▎ 摘　　要

The ability to precisely measure magnetic fields under extreme operating conditions is becoming increasingly important as a result of the advent of modern diagnostics for future magnetic-confinement fusion devices. These conditions are recognized as strong neutron radiation and high temperatures (up to 350 degrees C). We report on the first experimental comparison of the impact of neutron radiation on graphene and indium antimonide thin films. For this purpose, a 2D-material-based structure was fabricated in the form of hydrogen-intercalated quasi-free-standing graphene on semi-insulating high-purity on-axis 4H-SiC(0001), passivated with an Al2O3 layer. InSb-based thin films, donor doped to varying degrees, were deposited on a monocrystalline gallium arsenide or a polycrystalline ceramic substrate. The thin films were covered with a SiO2 insulating layer. All samples were exposed to a fast-neutron fluence of approximate to 7 x 10(17) cm(-2).

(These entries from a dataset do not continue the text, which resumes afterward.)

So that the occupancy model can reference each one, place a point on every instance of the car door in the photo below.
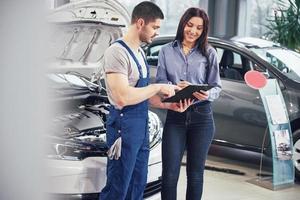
(239, 114)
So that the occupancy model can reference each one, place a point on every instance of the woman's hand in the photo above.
(202, 95)
(181, 106)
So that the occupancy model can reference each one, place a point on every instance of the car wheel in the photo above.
(296, 153)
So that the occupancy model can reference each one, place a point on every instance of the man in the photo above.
(126, 76)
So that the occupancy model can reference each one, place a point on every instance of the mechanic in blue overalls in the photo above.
(126, 76)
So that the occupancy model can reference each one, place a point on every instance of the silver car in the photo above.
(76, 158)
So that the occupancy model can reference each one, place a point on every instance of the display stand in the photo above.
(280, 136)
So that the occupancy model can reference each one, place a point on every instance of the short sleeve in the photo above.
(116, 60)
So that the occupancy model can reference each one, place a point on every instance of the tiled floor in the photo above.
(225, 186)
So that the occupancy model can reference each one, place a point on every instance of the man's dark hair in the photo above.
(146, 10)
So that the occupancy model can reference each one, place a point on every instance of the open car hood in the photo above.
(80, 33)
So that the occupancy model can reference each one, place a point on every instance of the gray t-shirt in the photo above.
(118, 60)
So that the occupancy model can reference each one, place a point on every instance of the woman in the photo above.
(188, 60)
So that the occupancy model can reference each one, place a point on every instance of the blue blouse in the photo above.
(174, 66)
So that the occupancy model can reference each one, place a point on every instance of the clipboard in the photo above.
(187, 92)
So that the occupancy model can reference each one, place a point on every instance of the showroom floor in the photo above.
(226, 186)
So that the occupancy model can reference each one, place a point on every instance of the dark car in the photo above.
(239, 113)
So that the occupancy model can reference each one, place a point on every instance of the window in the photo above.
(233, 65)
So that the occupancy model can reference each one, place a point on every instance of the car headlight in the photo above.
(93, 143)
(75, 149)
(155, 129)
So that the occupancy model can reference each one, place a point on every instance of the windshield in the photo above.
(286, 61)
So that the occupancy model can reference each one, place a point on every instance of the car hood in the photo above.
(80, 33)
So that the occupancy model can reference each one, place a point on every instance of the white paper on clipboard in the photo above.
(276, 109)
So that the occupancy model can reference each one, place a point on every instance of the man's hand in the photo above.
(168, 90)
(183, 84)
(181, 106)
(202, 95)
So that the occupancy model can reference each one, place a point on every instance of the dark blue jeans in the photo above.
(192, 130)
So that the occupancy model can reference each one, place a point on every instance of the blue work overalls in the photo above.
(127, 176)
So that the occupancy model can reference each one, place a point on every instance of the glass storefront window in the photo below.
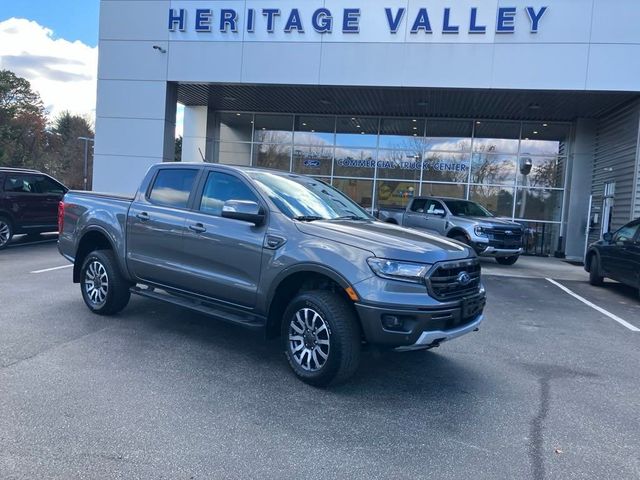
(354, 162)
(399, 164)
(273, 128)
(444, 190)
(232, 153)
(397, 194)
(540, 238)
(448, 135)
(316, 131)
(541, 172)
(234, 127)
(505, 166)
(313, 160)
(360, 191)
(402, 134)
(269, 155)
(542, 138)
(497, 200)
(539, 204)
(446, 167)
(493, 169)
(357, 132)
(496, 137)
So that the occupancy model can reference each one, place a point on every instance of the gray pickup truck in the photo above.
(274, 251)
(464, 221)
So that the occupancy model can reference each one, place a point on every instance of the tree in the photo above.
(22, 122)
(64, 158)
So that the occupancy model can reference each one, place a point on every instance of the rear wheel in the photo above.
(321, 338)
(6, 232)
(104, 289)
(595, 277)
(507, 260)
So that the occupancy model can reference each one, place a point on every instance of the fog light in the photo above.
(392, 322)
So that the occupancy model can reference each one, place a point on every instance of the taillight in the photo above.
(60, 216)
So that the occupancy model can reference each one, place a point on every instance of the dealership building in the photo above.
(530, 108)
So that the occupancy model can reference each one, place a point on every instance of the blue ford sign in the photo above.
(312, 163)
(424, 21)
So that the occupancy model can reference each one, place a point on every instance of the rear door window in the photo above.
(20, 184)
(172, 187)
(221, 187)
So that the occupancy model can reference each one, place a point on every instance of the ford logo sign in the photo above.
(464, 279)
(312, 163)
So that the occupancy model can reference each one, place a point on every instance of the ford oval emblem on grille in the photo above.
(464, 279)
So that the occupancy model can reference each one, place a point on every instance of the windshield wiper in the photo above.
(349, 217)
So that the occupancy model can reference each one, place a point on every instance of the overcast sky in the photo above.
(54, 46)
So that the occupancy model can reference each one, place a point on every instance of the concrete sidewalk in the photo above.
(535, 267)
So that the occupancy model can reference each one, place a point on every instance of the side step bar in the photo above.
(244, 319)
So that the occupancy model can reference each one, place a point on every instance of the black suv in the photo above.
(28, 203)
(616, 256)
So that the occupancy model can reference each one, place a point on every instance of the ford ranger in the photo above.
(275, 251)
(464, 221)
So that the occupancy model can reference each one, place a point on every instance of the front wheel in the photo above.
(104, 289)
(321, 338)
(507, 260)
(6, 232)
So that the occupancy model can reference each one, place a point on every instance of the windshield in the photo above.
(308, 199)
(462, 208)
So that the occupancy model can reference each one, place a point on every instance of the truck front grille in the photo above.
(505, 237)
(448, 282)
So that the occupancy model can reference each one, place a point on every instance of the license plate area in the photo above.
(472, 306)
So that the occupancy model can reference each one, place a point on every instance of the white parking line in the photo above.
(52, 269)
(622, 322)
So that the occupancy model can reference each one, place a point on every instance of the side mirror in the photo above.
(244, 211)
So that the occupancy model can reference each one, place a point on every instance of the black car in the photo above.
(616, 256)
(28, 203)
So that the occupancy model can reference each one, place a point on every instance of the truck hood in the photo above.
(488, 221)
(385, 240)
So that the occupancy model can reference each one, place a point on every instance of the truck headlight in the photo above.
(480, 231)
(402, 271)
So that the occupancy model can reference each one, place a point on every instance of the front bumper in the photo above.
(422, 327)
(488, 251)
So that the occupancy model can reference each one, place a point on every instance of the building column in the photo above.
(194, 140)
(580, 171)
(135, 129)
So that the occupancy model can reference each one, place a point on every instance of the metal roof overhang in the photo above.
(525, 105)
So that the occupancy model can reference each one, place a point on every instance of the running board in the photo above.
(244, 319)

The results have shown that the graphene sheet is only moderately affected by neutron radiation compared to the InSb-based structures. The low structural damage allowed the graphene/SiC system to retain its electrical properties and excellent sensitivity to magnetic fields. However, InSb-based structures proved to have significantly more post-irradiation self-healing capabilities when subject to proper temperature treatment. This property has been tested depending on the doping level and type of the substrate.